The only reply came from McCracken. “No one’s down there, Mr. Tunnel.”
“What the hell are you saying?”
“Our saboteur rigged a motion sensor to the trigger of an automatic weapon.”
“Christ! Who did all this?”
“Thirteen minutes to critical stage.…”
“Bypass that blown valve and we can still avert meltdown, though, right?”
“Sure, if there was a way to reach it in time.”
“Any other approach we can use?”
“Nothing direct, and direct’s all we’ve got time for.”
“Then that’s the way it’ll have to be.”
“I’m fresh out of volunteers, in case you didn’t notice.”
Blaine shook his head. “No, you’re not.”
The skeletal steel superstructure of the unfinished skyscraper made for perfect cover for Abraham. The high steel-workers normally manning its top floors, which were five hundred feet off the ground, were down on the sidewalk waiting for the presidential motorcade to pass along Boylston Street. This gave him freedom of movement in an area the sweep of helicopter surveillance would never think to investigate. The girders were all he had to move on, but they were enough, the shell providing his camouflage.
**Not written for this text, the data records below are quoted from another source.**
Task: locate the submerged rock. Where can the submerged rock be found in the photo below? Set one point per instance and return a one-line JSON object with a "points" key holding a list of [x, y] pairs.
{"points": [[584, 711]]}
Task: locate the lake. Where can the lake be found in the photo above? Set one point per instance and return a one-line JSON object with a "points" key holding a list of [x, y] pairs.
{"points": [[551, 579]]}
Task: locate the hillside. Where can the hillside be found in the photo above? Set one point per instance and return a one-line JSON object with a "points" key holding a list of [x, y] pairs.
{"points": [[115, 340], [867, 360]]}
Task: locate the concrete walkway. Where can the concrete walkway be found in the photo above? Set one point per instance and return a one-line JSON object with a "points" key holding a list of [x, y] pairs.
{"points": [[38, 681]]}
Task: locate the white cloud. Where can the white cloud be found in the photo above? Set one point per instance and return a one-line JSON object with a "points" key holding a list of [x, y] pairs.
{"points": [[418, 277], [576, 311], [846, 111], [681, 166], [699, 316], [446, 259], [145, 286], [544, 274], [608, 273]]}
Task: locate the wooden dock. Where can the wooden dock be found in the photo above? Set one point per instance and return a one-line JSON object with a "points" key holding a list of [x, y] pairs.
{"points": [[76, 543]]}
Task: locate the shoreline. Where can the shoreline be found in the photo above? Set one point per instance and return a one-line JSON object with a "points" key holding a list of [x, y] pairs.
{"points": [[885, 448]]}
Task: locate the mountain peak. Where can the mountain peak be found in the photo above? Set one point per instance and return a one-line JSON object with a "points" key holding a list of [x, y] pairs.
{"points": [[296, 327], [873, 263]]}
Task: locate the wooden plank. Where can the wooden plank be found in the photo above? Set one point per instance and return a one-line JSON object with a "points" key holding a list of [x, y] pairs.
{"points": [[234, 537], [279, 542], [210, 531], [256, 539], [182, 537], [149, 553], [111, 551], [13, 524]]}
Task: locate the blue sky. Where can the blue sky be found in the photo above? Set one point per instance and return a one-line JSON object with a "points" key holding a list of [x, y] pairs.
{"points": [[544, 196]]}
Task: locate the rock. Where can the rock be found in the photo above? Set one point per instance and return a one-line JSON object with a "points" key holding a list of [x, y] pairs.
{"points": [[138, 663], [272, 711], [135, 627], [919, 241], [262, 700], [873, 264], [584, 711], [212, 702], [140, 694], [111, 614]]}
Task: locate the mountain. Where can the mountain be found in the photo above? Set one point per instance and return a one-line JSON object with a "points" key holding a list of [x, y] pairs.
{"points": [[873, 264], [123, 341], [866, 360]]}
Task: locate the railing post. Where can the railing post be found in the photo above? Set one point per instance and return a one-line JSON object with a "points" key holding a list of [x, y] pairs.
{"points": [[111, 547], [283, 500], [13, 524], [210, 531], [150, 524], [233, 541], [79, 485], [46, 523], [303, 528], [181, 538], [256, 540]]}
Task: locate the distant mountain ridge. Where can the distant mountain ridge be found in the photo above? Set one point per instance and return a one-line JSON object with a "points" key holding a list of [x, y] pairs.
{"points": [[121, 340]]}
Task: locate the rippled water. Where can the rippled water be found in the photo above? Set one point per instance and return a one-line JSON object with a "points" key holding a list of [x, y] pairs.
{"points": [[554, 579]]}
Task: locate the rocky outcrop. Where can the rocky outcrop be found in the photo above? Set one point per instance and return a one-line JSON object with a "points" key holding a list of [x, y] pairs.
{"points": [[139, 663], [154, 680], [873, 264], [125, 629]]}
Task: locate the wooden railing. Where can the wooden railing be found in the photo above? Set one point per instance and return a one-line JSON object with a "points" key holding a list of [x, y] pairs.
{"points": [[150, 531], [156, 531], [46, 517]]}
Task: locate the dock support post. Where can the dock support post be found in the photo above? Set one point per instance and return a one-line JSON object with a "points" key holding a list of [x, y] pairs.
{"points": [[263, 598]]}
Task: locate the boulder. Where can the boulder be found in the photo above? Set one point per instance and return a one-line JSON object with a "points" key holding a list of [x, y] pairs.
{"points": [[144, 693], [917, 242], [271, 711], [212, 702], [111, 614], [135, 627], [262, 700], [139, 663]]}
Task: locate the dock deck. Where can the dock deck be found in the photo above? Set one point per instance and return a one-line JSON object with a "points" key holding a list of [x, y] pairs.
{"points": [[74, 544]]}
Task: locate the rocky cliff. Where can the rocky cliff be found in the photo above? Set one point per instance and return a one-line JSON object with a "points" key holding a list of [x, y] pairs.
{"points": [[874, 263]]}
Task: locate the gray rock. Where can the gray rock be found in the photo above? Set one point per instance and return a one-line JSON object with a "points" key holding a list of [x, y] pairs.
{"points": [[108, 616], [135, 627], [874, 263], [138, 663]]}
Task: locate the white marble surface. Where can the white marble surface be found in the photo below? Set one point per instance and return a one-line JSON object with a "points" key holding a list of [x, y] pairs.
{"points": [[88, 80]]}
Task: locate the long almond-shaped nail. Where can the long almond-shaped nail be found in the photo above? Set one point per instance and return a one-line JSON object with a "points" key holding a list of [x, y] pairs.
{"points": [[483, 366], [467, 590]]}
Abraham had chosen this viewpoint for effect more than anything. His sole weapon was the black transistorized detonator in his pocket. He had known from the outset that routine clearing of the streets would make a car bomb unfeasible. He also knew that blasting upward from the sewers below was dramatic but unreliable. Options eliminated, though, are often options gained, and out of what remained, he found the best one of all.
The yellow line painted down the center of the street, the one marking the lanes, was too good to be true, in his estimation. He had retrieved the C-12 plastic explosives, twenty times more potent than the common C-4, from the drop point and melted them down into a liquid form. Then, while the city slept the previous night, dressed in the garb of a public works official, he had gone over a twenty yard section of the line. Affixing the six ultrathin detonators, disguised in the same colored paint, into position was the only part Abraham had hurried through. He did not even have to inspect his handiwork to know it was perfect. Upon detonation, the plastique would reduce the road within its sphere to rubble, in the process blowing apart anyone and anything riding above. Even the president’s tank of a car would be reduced to shrapnel.